Keum Jongsoo, Nam Hojung
School of Electrical Engineering and Computer Science, Gwangju Institute of Science and Technology, 123 Cheomdangwgi-ro, Buk-gu, Gwangju, Republic of Korea.
PLoS One. 2017 Feb 13;12(2):e0171839. doi: 10.1371/journal.pone.0171839. eCollection 2017.
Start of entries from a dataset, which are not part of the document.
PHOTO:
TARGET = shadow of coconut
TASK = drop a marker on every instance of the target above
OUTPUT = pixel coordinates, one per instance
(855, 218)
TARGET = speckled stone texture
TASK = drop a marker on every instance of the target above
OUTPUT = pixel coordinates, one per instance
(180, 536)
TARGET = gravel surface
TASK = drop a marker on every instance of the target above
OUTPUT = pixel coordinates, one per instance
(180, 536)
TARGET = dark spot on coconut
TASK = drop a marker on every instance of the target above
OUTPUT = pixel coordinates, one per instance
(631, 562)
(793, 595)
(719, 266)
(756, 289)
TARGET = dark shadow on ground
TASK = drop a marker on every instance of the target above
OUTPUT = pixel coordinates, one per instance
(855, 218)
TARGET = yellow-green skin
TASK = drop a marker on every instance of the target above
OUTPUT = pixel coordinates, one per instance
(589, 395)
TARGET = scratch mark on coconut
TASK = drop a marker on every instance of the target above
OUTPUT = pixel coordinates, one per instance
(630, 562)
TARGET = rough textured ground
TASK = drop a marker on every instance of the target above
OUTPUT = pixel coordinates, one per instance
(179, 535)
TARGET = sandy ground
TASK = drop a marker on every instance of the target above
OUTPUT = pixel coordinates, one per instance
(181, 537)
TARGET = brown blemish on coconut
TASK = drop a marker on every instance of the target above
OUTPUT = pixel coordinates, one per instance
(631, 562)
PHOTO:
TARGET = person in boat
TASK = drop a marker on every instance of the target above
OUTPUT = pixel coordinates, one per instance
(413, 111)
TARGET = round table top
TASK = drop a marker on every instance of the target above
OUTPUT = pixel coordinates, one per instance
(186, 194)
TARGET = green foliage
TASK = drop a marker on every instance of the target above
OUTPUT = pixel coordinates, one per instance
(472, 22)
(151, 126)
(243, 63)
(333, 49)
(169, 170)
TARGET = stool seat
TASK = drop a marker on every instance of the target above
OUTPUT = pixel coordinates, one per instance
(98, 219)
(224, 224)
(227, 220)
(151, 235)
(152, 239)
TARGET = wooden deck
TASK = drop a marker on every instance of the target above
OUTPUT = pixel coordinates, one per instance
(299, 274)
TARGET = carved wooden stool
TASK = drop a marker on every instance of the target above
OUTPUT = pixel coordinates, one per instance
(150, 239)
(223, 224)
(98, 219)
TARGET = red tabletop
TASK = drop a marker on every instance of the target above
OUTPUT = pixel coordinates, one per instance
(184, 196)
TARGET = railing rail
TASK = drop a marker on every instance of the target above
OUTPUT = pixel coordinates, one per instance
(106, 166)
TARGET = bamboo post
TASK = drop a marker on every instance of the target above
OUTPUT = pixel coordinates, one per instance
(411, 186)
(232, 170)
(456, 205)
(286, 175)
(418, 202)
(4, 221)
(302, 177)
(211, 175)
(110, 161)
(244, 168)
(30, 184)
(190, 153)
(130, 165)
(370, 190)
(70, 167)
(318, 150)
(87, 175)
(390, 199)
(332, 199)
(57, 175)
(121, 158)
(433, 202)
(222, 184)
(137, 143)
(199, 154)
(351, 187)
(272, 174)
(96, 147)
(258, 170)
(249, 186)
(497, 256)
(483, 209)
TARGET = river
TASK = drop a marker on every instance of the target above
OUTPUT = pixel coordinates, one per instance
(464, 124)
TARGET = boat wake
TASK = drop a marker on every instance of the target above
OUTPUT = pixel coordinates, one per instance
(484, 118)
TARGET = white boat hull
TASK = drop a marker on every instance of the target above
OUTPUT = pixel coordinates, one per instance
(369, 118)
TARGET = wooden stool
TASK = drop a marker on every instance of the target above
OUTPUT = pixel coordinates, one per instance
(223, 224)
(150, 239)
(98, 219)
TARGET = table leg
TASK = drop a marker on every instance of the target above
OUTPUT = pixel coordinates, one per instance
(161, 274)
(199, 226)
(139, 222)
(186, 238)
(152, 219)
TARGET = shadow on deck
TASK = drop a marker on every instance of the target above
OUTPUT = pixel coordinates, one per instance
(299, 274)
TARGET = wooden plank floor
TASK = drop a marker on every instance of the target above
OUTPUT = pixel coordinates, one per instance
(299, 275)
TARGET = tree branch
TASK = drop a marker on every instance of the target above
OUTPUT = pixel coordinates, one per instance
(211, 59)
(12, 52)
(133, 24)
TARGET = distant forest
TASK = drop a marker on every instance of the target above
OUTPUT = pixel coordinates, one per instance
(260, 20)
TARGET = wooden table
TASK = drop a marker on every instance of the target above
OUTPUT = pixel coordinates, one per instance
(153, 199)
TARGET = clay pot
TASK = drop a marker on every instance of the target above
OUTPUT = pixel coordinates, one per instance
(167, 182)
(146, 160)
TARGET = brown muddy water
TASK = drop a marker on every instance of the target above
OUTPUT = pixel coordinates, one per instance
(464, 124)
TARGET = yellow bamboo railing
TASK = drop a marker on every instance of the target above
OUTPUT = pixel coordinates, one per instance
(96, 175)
Predicting drug-target interactions is important for the development of novel drugs and the repositioning of drugs. To predict such interactions, there are a number of methods based on drug and target protein similarity. Although these methods, such as the bipartite local model (BLM), show promise, they often categorize unknown interactions as negative interaction. Therefore, these methods are not ideal for finding potential drug-target interactions that have not yet been validated as positive interactions. Thus, here we propose a method that integrates machine learning techniques, such as self-training support vector machine (SVM) and BLM, to develop a self-training bipartite local model (SELF-BLM) that facilitates the identification of potential interactions. The method first categorizes unlabeled interactions and negative interactions among unknown interactions using a clustering method. Then, using the BLM method and self-training SVM, the unlabeled interactions are self-trained and final local classification models are constructed. When applied to four classes of proteins that include enzymes, G-protein coupled receptors (GPCRs), ion channels, and nuclear receptors, SELF-BLM showed the best performance for predicting not only known interactions but also potential interactions in three protein classes compare to other related studies. The implemented software and supporting data are available at https://github.com/GIST-CSBL/SELF-BLM.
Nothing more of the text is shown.